The United States said Thursday parliamentary elections in Pakistan should go forward as planned January 8 despite the assassination of former Prime Minister and opposition leader Benazir Bhutto. Secretary of State Condoleezza Rice spoke by telephone with Ms. Bhutto's successor as party leader, Amin Fahim, to support the election process. VOA's David Gollust reports from the State Department.
The tone of the U.S. approach was set by President Bush, who in a statement from his Texas home condemned the Bhutto assassination and said Pakistanis should honor her memory by continuing the democratic process for which she gave her life.
The assassination came less than two weeks before scheduled parliamentary voting January 8 in which opposition factions including Ms. Bhutto's Pakistan Peoples' Party had been expected to make a strong showing.
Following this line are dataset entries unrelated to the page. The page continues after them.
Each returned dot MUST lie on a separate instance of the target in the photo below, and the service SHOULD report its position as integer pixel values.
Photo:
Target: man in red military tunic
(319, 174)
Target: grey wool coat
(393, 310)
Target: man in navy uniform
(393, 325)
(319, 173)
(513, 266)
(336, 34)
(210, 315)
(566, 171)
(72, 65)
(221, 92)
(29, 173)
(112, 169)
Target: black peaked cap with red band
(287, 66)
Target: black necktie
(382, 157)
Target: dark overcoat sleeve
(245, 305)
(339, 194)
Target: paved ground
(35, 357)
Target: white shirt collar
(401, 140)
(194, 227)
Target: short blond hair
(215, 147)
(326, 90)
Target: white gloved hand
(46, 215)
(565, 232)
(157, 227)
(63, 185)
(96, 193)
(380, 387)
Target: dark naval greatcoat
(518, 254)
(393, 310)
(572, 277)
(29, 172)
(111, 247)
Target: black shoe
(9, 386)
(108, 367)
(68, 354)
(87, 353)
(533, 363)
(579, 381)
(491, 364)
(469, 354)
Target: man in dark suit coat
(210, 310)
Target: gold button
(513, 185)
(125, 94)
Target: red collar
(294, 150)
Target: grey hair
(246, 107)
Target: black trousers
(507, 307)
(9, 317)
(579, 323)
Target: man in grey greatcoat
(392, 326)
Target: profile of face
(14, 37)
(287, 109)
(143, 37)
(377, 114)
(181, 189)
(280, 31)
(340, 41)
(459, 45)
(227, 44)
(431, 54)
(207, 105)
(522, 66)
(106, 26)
Briefing reporters, State Department Deputy Spokesman Tom Casey said honoring the memory of Ms. Bhutto means not postponing the elections and not re-imposing emergency rule, which President Pervez Mushrarraf declared in early November and rescinded earlier this month under international pressure:
"What we do believe is important is that President Musharraf and others in the Pakistani government do everything they can to create the conditions on the ground to have as free and fair and transparent an election as possible," Casey said. "No political system can last long without having legitimacy in the eyes of its people. And certainly one of the key elements for legitimacy, for Pakistan's government as for any other government, is to be able to hold credible elections that allow the people of that country to have a real say and a real voice in who their leaders are."
Casey said Secretary of State Condoleezza Rice, who broke off an unannounced vacation because of the events in Pakistan, telephoned Ms. Bhutto's husband Asif Ali Zardari to express condolences and also called Amin Fahim, the new head of the Pakistan Peoples' Party to voice support for the electoral process.
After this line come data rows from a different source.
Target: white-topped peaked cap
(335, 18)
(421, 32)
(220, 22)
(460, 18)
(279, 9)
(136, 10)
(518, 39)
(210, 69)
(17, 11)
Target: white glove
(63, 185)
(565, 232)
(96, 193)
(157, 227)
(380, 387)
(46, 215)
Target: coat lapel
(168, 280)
The spokesman said the Bush administration believes Pakistan's political system can withstand the trauma of the assassination, and that the only ones who would benefit from an election postponement or a return to emergency rule would be the extremists who perpetrated the killing.
Secretary Rice said in a written statement condemning the assassination that the attack will no doubt test the will and the patience of the Pakistani people.
Rice said that the United States urges Pakistan's people, political leaders and civil society to maintain calm, and work together to build a more moderate, peaceful and democratic future.